Retour

En Hongrie, des policiers lancent des sandwiches aux migrants

La police hongroise ouvrira une enquête afin « d'établir les faits » après la diffusion d'une vidéo montrant des policiers lançant des sandwiches à des migrants au camp de Roszke.

La vidéo filmée secrètement par une bénévole autrichienne montre des dizaines de migrants s'entassant entre des clôtures dans une grande salle. Ceux qui sont à l'avant reçoivent des sandwiches des mains des policiers portant casques et masques hygiéniques.

Or, ceux qui sont à l'arrière se bousculent pour recevoir les sandwiches lancés par des agents. On retrouve dans cette foule chaotique des femmes et des enfants. Certains escaladent les barrières ou lancent des sifflements pour tenter d'attirer l'attention des autorités.

La vidéo a été diffusée sur la page YouTube de l'homme politique autrichien Alexander Spritzendorfer. Elle a été filmée par l'épouse de ce dernier, Michaela Spritzendorfer-Ehrenhauser.

Des personnes présentes déplorent la façon dont la scène s'est déroulée. « C'était comme nourrir des animaux enfermés dans un enclos, comme un Guantanamo en Europe », a déclaré Klaus Kufner, collègue de Mme Spritzendorfer-Ehrenhauser.

« C'était inhumain, et cela dit aussi quelque chose de ces gens [les migrants], de voir qu'ils ne se sont pas battus pour la nourriture, alors que manifestement ils avaient très faim », a de son côté dit Michaela Spritzendorfer-Ehrenhauser.

William Apindler, porte-parole du Haut-Commissariat des Nations unies pour les réfugiés, a réagi vendredi à ces images. « Les réfugiés qui viennent en Europe cherchent à se protéger des souffrances qu'ils ont vécues, on doit les traiter humainement. On ne doit pas les recevoir à coups de bâton, de gaz lacrymogène. Ni les enfermer dans des endroits clôturés », a-t-il déclaré.
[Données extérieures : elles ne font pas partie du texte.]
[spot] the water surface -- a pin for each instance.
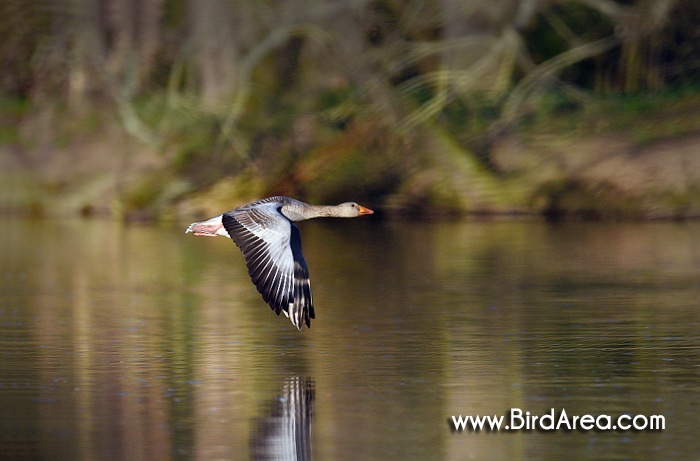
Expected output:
(129, 342)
Les droits des migrants en Hongrie

Plus tôt cette semaine, l'agence de l'ONU pour les réfugiés avait critiqué les conditions très dures du camp hongrois de Roszke. Le Haut Commissariat pour les réfugiés est la seule organisation internationale qui peut aller voir la situation dans les camps, mais de façon très limitée et sans pouvoir apporter de l'assistance.

« C'est un rôle de surveillance », explique en entrevue à 24/60 Catherine-Lune Grayson, chercheuse au CÉRIUM et à l'Observatoire canadien sur les crises et l'action humanitaire.
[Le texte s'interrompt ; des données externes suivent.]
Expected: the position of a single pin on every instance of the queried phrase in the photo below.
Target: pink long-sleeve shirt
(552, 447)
La communauté internationale a une capacité essentiellement morale d'imposer le respect des droits des réfugiés à la Hongrie, précise Mme Grayson. « On s'attend à ce que les pays qui adhèrent à certaines conventions les respectent et, après, on fait des pressions pour qu'ils les respectent. »
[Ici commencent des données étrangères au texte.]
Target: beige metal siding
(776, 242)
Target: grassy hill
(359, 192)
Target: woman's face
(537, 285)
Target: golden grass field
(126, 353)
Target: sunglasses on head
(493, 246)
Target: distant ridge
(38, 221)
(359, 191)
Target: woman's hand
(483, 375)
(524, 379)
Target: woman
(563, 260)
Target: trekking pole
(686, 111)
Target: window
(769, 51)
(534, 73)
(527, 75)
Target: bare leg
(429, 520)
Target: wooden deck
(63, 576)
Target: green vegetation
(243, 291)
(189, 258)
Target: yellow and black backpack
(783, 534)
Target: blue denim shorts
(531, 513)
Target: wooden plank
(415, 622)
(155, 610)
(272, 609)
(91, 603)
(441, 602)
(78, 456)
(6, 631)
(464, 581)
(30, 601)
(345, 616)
La Hongrie reçoit un afflux record de migrants au cours des dernières semaines. Ces derniers traversent les frontières du pays pour tenter d'atteindre l'Europe occidentale.

La Hongrie est l'un des pays européens, avec la Grèce et l'Italie, qui reçoivent le plus de demandeurs d'asile parce qu'ils sont près de la frontière.

Or, depuis plusieurs mois, le premier ministre hongrois dit qu'il ne veut pas de réfugiés dans son pays et qu'il n'y a pas de problème de réfugiés en Hongrie, souligne Frédéric Merand, professeur agrégé et directeur du Centre d'études et de recherches internationales à l'Université de Montréal.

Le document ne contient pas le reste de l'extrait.